HDFC Bank has placed two senior executives on gardening leave amid an internal probe into the alleged mis-selling of Credit Suisse’s Additional Tier 1 (AT1) bonds according to Bloomberg. The move, confirmed by sources familiar with the matter, comes as the bank faces mounting scrutiny from regulators. While the bank has refrained from making public statements, insiders maintain that the decision to sideline the executives was precautionary.
On September 25, Dubai Financial Services Authority (DFSA) issued an order restraining HDFC Bank’s DIFC branch from onboarding new clients or promoting financial services. The DFSA cited lapses in the bank’s onboarding and advisory processes, though it stopped short of directly linking the action to the AT1 bond controversy. Sources within HDFC Bank acknowledge that the regulatory clampdown is a direct consequence of the Credit Suisse bond fallout. They stated that the bank is fully cooperating with the DFSA and has halted all new client acquisition, while continuing to service existing customers. “No one goes against the regulators, the bank remains committed to regulatory compliance, even as it navigates the reputational risks of being caught in the crossfire of a global financial fiasco,” said source close to the issue.
Senior manager resigns ahead of action
According to the DFSA website, a senior manager, money laundering reporting officer resigned few days before the regulatory order. The person was close to two years with the bank. Currently there are three authorised individuals –finance officer, compliance officer and a senior executive of the bank registered with authority.
Back in India, the issue has sparked a wave of complaints from high-net worth individuals who claim they were misled into investing in Credit Suisse’s AT1 bonds through HDFC Bank. Reports suggest that four investors including one from Coca-Cola has filed complaints with Economic Offences Wing (EoW), alleging that the bank has misused their deposits worth Rs 25-30 crore to invest in Credit Suisse AT1 bonds.
AT1 bonds, introduced globally after the 2008 financial crisis, are hybrid instruments designed to absorb losses and bolster a bank’s capital base. They offer attractive yields but rank lowest in the repayment hierarchy. Until recently, these bonds were considered relatively safe by many investors, especially those planning for retirement. The perception changed dramatically in 2023 when Swiss regulator FINMA wrote off Credit Suisse’s AT1 bonds worth over $20 billion as part of the bank’s emergency merger with UBS. The move stunned global markets and left many of investors empty-handed, triggering lawsuits and appeals across jurisdictions. Recently this month a Swiss court has since ruled that the write-off lacked legal basis, offering hope to aggrieved bondholders.

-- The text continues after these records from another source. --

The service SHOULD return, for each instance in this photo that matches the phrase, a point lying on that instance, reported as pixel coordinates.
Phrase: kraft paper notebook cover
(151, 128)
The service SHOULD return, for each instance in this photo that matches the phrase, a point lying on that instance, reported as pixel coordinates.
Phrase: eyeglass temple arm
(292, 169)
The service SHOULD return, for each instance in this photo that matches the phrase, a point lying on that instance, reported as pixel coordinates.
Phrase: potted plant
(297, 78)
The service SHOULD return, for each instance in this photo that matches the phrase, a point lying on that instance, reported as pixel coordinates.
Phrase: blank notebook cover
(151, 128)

High returns keep investors hooked
In India, the AT1 bond saga is not unprecedented. The collapse of YES Bank in 2020 saw its AT1 bonds written down, leading to similar investor outrage and legal battles. Despite regulatory warnings, many investors continue to view AT1 bonds as a viable retirement instrument, drawn by their high returns and perceived stability. Financial advisors often market these bonds to investors with over Rs one crore in investable assets, effectively bars most retail investors.

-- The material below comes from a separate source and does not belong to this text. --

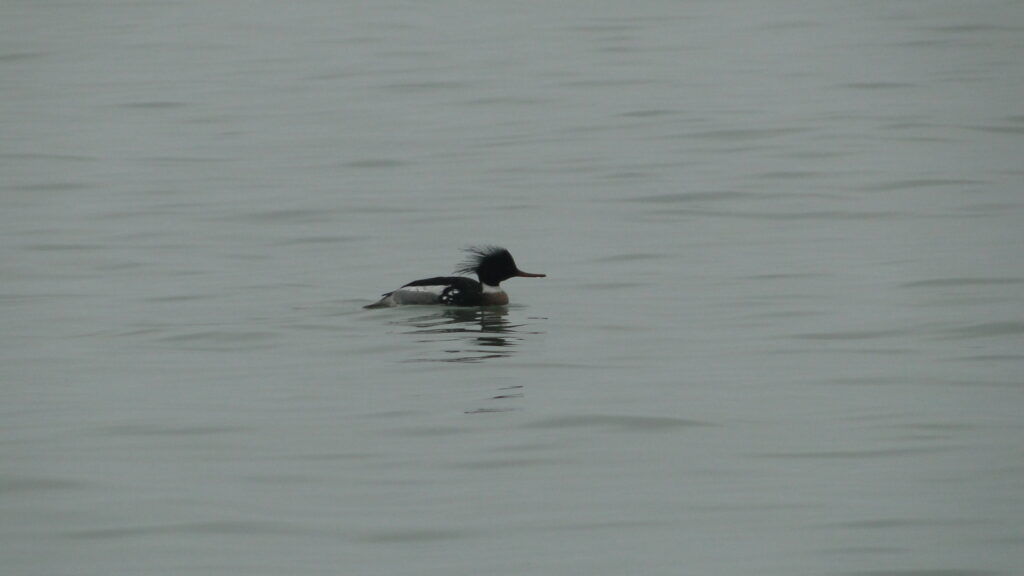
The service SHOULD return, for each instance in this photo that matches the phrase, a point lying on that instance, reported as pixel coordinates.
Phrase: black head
(492, 264)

Sources in HDFC Bank, for its part, insists that it has not mis-sold the Credit Suisse bonds. “We don’t advertise these products, but investors have been actively demandning them” said one source. The source explained that the bank simply facilitate access for those who qualify. The bank has also stated that it has not received any formal summons related to the complaints and continues to monitor the situation closely.